Il modello della perseveranza (che scaturisce o quanto meno è strettamente connesso con un approccio organizzativo strutturato) costituisce la risposta a queste difficoltà. Le insegnanti avviano il percorso educativo e didattico con il primo anno della scuola primaria, creano le condizioni per lavorare bene insieme, tra docenti e con gli alunni, per i successivi cinque anni. Quindi competenze come organizzazione, cooperazione, energia, creatività sono sia osservabili come «eventi» in un momento del tempo, sia osservabili (o ricostruibili narrativamente) come «processi» nel loro farsi e disfarsi diacronico.

7. Conclusioni

In un territorio difficile e deprivato il posto della scuola è di particolare rilievo: essa può rappresentare simbolicamente uno strumento equitativo anche quando le condizioni di partenza sono svantaggiate, ma può anche costituire un’opportunità concreta di realizzare un’esperienza che è al contempo didattica, educativa e umana.

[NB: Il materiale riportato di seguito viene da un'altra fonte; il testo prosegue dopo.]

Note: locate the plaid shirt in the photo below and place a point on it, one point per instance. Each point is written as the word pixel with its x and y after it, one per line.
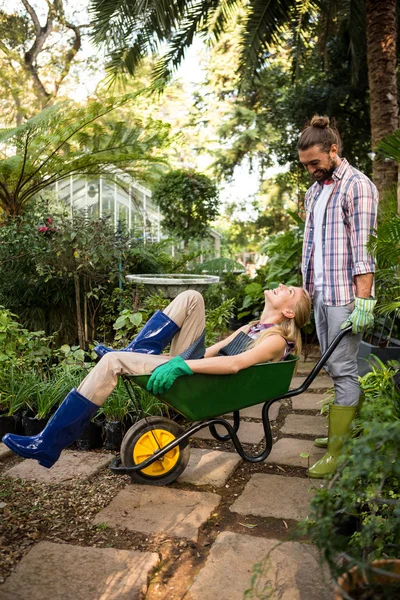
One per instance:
pixel 349 220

La classe osservata presenta in quest’ottica multidimensionale molti fattori di positività, sia nelle relazioni educative sia nelle interazioni tra pari (tra alunni e tra insegnanti). Il metodo didattico delle insegnanti, il clima di classe e il sistema normativo progressivamente acquisito e stabilizzato producono un ambiente idoneo alla cooperazione tra bambini, che diventa il vero punto di forza della classe. I punti maggiormente critici vanno ravvisati nella mancanza di autonomia dei bambini, e nella debole resistenza allo stress da parte dei singoli bambini in assenza del gruppo, una conseguenza questa anche del vissuto personale in contesti familiari con poche risorse e molti fattori di stress.
La qualità del corpo docente costituisce il perno attorno a cui ruota l’intera esperienza educativa: l’esperienza professionale unita a un ricco bagaglio di competenze influenza positivamente rendimenti, socialità, prospettive degli alunni, {p. 122}coerentemente con l’ipotesi che il buon insegnante fa la differenza nella sua classe.
Il rapporto tra le insegnanti è un ulteriore elemento di ricchezza: cooperativo anch’esso, con una forte attenzione per l’aspetto normativo che per certi versi può essere definito «vecchio stile» e poco incline all’innovazione ma altamente efficace nel contesto, sagomato ad arte su un gruppo di alunni che presentano innumerevoli fattori di criticità e che trovano nella scuola e nelle figure docenti un solido punto di riferimento educativo.